Photo by Growtika on Unsplash

Summary of the Paper: Proactive Agents for T2I

Core Problem: Prompt Underspecification

Text-to-image models struggle with incomplete prompts. Descriptions like “A rabbit wearing a hat in a field” leave key details unspecified (e.g., color of the rabbit, style of the hat). Standard models guess, often generating irrelevant results.

Proposed Solution: Proactive Agents with Belief Graphs

The solution is an agent that proactively asks clarifying questions, building and updating a belief graph, which represents the agent’s internal understanding of entities, attributes, and relationships extracted from prompts.

Technical Breakdown: How It Works

1. Belief Graph Initialization: Extract entities (e.g., “rabbit,” “hat”), assign attributes (e.g., “color,” “size”), and define relations (e.g., “wearing”) and assign uncertainty scores where details are unclear.

2. Question Generation: Select uncertain elements, ask targeted questions like “What color is the rabbit?”, use an LLM for question formulation or a rule-based system for simpler prompts.

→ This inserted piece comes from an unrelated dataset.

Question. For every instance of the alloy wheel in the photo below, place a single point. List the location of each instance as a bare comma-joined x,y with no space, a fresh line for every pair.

3. Prompt Expansion: Refine the belief graph as user responses come in.

4. Image Generation: Generate the final prompt from the completed belief graph and submit it to a T2I model like Imagen.

Key Insights from the Paper

  • Belief Graphs as a Modular Framework: Upgrading agents becomes seamless.
  • Explainability and Interpretability: Transparent decision-making through graph representation.
  • Significant Improvements in Performance: T2I generation improves when users interact through multi-turn question-asking agents.

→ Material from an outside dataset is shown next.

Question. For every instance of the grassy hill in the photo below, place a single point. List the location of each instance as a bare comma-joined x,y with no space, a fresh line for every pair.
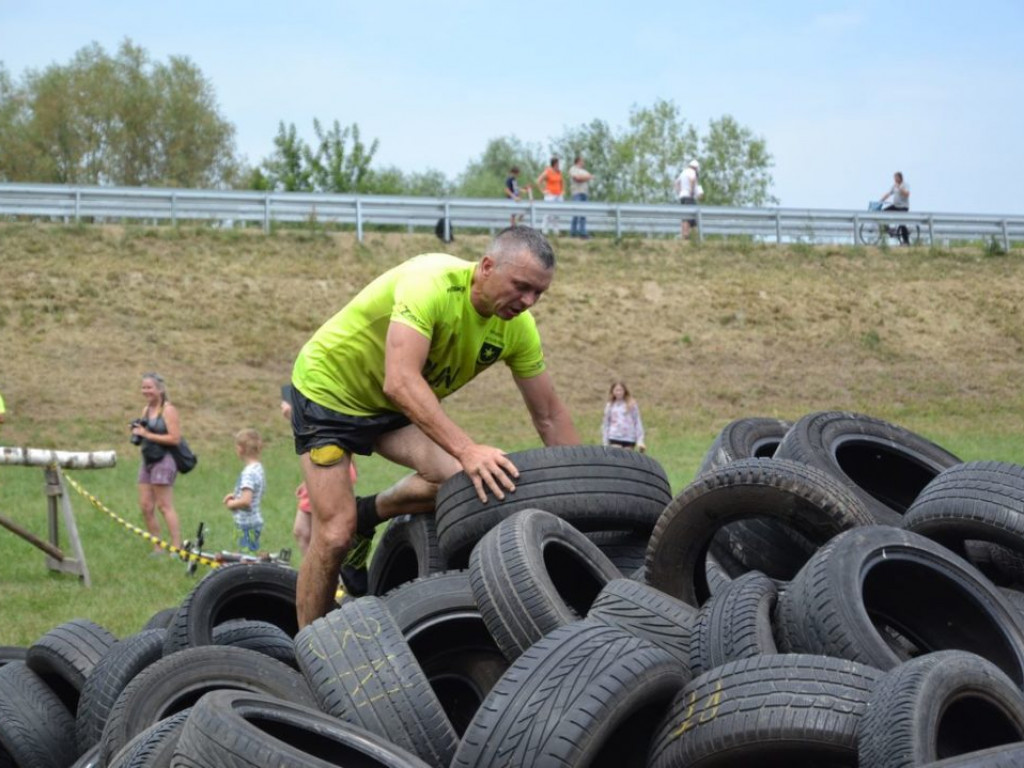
929,339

Extending the Model to Conversational AI

While the original system targets T2I generation, its principles — belief tracking, uncertainty-driven questioning, and modular task execution — apply directly to Conversational AI involving complex workflows and API calls.

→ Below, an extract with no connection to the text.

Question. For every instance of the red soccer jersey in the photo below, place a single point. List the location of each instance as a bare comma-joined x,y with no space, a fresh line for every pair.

Adapting Core Technical Concepts

1. Belief Graph for Context Tracking

In Conversational AI, a belief graph can potentially track:

  • Entities: Tasks, user requests, API functions.
  • Attributes: Parameters like priority, deadlines, user preferences.
  • Relations: Dependencies between tasks (e.g., “send email after generating report”).

2. Multi-Agent System for Task Execution

Agent-Orchestrator Model: Each task-specific agent performs atomic tasks, while an Orchestrator manages dependencies based on the belief graph.

Example Agents:

  • Scheduling Agent: Books meetings.
  • Email Summarization Agent: Summarizes email threads.
  • Data Retrieval Agent: Fetches knowledge base results.

3. Proactive Question-Asking

Ask clarifying questions when uncertain:

  • “What time should the meeting be scheduled?”
  • “Which email thread should I summarize?”
  • Use dynamic queries derived from incomplete belief graph nodes.

4. State Transitions and API Orchestration

  • State Updates: After every agent action, the belief graph updates.
  • API Call Management: Agents call external APIs only when relevant data is complete. If gaps remain, the system asks follow-up questions or suggests fixes.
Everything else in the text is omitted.